The restaurant is at least partly inspired by an early memory of his parents’ description of a trip they took to Spain on their first visit to Europe. ‘I remember them saying, ‘No matter what we wanted to spend we could always get a great meal with great product,’ ‘ LeFevre says. ‘That wasn’t just tapas, it was everything.

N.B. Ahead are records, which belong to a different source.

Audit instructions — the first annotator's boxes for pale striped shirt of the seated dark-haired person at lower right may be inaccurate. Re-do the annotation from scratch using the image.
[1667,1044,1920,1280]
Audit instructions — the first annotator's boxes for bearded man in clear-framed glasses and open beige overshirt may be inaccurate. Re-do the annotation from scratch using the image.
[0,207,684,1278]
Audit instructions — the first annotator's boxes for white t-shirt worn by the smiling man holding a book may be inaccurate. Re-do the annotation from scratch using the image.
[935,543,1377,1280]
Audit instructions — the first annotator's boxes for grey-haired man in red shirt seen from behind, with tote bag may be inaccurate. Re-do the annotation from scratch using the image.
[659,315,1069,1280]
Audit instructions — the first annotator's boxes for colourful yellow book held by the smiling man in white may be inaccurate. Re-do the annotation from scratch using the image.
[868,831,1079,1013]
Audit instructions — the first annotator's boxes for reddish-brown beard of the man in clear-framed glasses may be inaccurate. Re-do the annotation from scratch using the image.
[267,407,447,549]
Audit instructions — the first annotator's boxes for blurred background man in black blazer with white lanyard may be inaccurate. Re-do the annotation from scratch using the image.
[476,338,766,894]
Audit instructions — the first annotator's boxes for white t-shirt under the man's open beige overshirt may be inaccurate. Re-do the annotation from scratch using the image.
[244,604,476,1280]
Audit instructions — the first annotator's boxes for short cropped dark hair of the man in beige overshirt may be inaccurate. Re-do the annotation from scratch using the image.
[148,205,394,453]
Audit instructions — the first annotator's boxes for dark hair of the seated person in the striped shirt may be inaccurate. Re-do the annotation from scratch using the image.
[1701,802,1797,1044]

I really want the restaurant to have that feel, if you really want to go crazy and order luxurious food and wine we’ll be able to give you that, but also provide an accessibly priced menu.’

The design by architect Stephen Jones is a nod to the building’s history as a post office (hence the name Manhattan Beach Post, or M.B. Post), featuring reclaimed woods, arched 20-foot ceilings with wood beams, metal-paned windows, and an antique postal desk in the bar area, where cocktails will include classics and specialty drinks. ‘We’re down by the beach,’ says LeFevre, ‘so there will be fresh, bright, flavorful cocktails -- some will have muddled fruit, house-made syrups, a lot of accoutrements from the kitchen -- dehydrated fruit, preserves, salts, we’re really making an effort not to serve typical blender pina coladas.’

The restaurant seats 90, and of those 35 to 40 are at communal tables. ‘The whole idea is really getting people back around the table, to be social, be engaged,’ LeFevre says. ‘It’s a social house.’